On Wednesday, all the players all arrived at the clubhouse early, wondering if Ruth would bring another dead cat. “Yep, I got one, kids,” Ruth said as he bustled into the clubhouse. He carried a small paper bag. His face was smudged and there was a brown grease stain on his camelhair coat.

“Where?” asked Meusel.

“Right here in this bag,” Ruth said, inverting it. BIMP. A cat tumbled out and wafted gently to the floor. It had a white coat, a pink nose, and was no more well off than Edgar Allen Poe. Yet, it seemed strangely bereft of cellulite. “What do you think, boys?” Ruth said nervously. “Is it another record?”

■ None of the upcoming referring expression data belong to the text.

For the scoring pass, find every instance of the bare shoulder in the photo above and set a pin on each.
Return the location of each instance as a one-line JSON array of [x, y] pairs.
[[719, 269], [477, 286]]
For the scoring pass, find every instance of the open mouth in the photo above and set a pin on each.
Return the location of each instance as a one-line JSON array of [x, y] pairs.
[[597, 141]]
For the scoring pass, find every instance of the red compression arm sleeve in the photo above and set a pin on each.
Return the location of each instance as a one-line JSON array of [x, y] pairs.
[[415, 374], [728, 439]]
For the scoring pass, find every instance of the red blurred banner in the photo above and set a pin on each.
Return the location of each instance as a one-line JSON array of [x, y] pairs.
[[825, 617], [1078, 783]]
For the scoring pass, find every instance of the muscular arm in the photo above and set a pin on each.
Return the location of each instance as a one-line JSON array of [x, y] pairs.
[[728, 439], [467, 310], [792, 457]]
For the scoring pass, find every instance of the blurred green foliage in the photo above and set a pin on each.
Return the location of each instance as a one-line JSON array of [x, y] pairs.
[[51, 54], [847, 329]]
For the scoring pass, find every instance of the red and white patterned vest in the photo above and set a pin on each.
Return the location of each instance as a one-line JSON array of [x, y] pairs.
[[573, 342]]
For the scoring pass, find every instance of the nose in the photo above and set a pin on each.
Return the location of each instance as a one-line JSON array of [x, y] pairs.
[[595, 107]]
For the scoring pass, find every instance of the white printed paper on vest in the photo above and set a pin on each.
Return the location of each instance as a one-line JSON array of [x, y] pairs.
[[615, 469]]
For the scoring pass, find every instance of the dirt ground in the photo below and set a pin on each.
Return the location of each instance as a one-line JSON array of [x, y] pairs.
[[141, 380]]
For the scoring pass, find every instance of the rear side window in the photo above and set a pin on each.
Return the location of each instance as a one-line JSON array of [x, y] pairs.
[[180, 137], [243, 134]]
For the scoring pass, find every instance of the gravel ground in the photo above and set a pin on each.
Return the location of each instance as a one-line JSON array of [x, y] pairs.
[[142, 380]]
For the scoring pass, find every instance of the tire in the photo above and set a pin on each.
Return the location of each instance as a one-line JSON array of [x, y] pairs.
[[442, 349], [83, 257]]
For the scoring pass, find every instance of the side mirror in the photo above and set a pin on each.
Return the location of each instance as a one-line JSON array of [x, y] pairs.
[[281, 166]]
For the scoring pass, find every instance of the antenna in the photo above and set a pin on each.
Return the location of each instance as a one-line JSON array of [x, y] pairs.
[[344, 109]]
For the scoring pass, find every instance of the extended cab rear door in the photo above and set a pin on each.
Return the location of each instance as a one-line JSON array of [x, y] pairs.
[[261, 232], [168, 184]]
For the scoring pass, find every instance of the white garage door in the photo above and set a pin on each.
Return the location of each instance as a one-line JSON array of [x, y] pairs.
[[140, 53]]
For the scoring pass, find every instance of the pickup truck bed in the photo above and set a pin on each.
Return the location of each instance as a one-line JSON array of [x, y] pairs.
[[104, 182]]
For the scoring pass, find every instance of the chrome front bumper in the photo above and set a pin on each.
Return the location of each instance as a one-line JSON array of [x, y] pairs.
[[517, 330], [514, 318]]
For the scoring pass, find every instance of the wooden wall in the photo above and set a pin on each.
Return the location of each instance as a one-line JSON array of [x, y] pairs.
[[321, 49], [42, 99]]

“It’s not terribly fat, is it?” asked Pipp, burning his hand with a steam iron.

“In truth, it seems a bit malnourished,” Baker said.

“All cats is rotten,” Mays spat.

The players slowly drifted away. “Don’t you wanna weigh it?” Ruth pleaded.

“There hardly seems a point,” said Witt, nearly weeping. “Are you sure the guy wanted to give you this one?”

“Yeah, he—aw, it’s no use. I can’t lie to you fellahs. The man with the dead cats didn’t show up today. I didn’t want to disappoint you guys, so I spent all morning crawling around back alleys trying to find one.”

“Aw,” the assembled Yankees said as one.

“We’re touched, Babe,” Meusel said. “The only problem is, this one is below the limit. By the looks of it, it’s no more than eight pounds. You shoulda thrown it back.”

“No, it was a good thing he brought it in, Bob,” Baker interrupted. “If we weren’t sure what a dead fat cat looked like before, we sure know now that we have this one to compare it with.”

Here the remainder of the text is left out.